«Date la coppa a entrambi, basta così». Quando ho letto queste parole scritte da Juan Martin Del Potro, mi sono fermato. Era ancora in corso il quinto set della finale del Roland Garros tra Sinner e Alcaraz, ed era impossibile non condividere quel sentimento. Lo ha detto uno che di battaglie sul campo ne ha giocate tante, uno che sa cosa vuol dire sfidare i mostri sacri del tennis moderno, i Big 3 (Federer, Nadal, Djokovic). E se lo dice lui, che ne ha viste e giocate di partite epocali, allora forse è il modo più giusto per sintetizzare ciò a cui abbiamo assistito ieri.
Perché sì, è stata una finale meravigliosa (la più lunga di sempre a Parigi, 5 ore 29 minuti), intensa, piena di talento e umanità. Una battaglia leale tra due campioni veri, con il rispetto reciproco che traspariva in ogni punto dato o restituito all'avversario, in ogni sguardo, in ogni palla giocata fino all’ultima goccia di energia. Hanno 22 e 23 anni, Alcaraz e Sinner. Fa quasi impressione dirlo. Eppure lì, su quel campo, hanno mostrato una maturità, una lucidità e una capacità di tenere la scena da veterani. Mi sono emozionato. Come appassionato, come spettatore, come italiano. Perché Jannik non ha vinto, è vero. Ma ha fatto qualcosa di più difficile ancora: ha fatto innamorare, ha mostrato quanto può arrivare lontano.

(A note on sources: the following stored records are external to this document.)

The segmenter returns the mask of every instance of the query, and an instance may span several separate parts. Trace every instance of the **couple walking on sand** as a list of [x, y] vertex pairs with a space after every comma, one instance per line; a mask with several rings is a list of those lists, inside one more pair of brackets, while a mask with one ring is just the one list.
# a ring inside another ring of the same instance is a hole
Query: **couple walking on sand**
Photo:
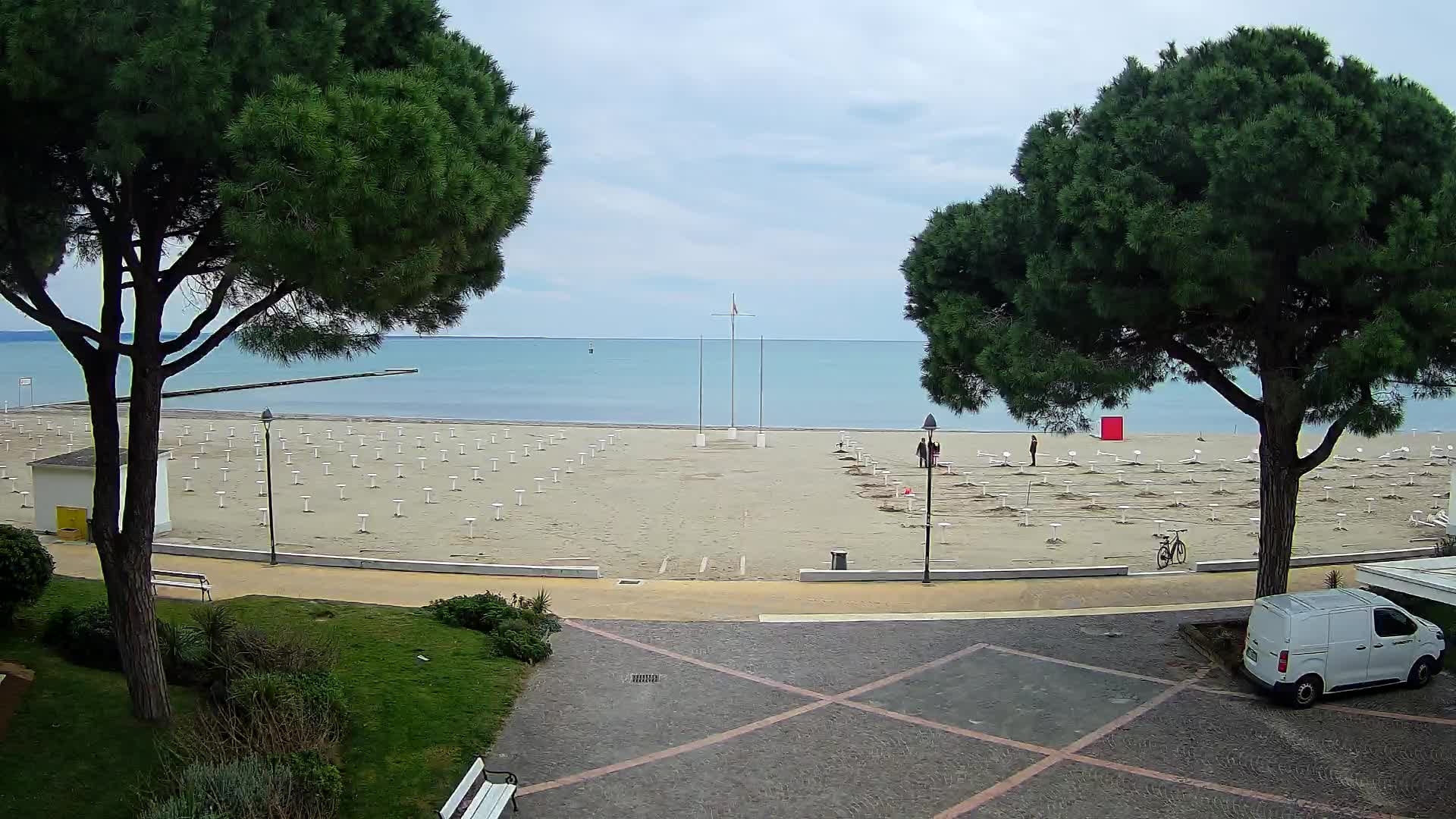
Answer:
[[941, 461], [941, 442], [930, 442], [926, 446], [925, 439], [920, 439], [920, 444], [914, 447], [916, 458], [920, 459], [920, 468], [933, 466]]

Poi sì, possiamo anche dirlo: ha avuto le sue occasioni. Tre match point nel quarto set, il servizio per chiudere sul 5-4. Lì Parigi si è trasformata – spiace dirlo – in qualcosa di diverso dal teatro nobile del tennis. Sembrava una corrida, una bolgia da stadio. Ma non cerchiamo alibi. Perché Sinner non ne ha bisogno. Lui stesso non li accetterebbe. È uscito sconfitto, ma a testa altissima, mostrando una tenuta mentale ed una resilienza che non hanno pari. Il suo tennis ha tutto: talento, solidità, visione. E soprattutto quella serenità composta che lo rende, anche nella delusione, un esempio raro.
Alcaraz, inutile negarlo, è stato eccezionale. Quel dritto… ne abbiamo visti tanti, e lo dico da appassionato, da chi guarda tennis da più di trent’anni: una potenza così esplosiva e naturale è rarissima. Ha dovuto dare tutto, fino all’ultima goccia, per spuntarla sulla sua amata terra rossa. E se per Carlos questa è stata la giornata in cui ha scritto un’altra pagina della sua storia, io sono convinto che Jannik la sua, di storia, è pronto a scriverla molto presto a Parigi.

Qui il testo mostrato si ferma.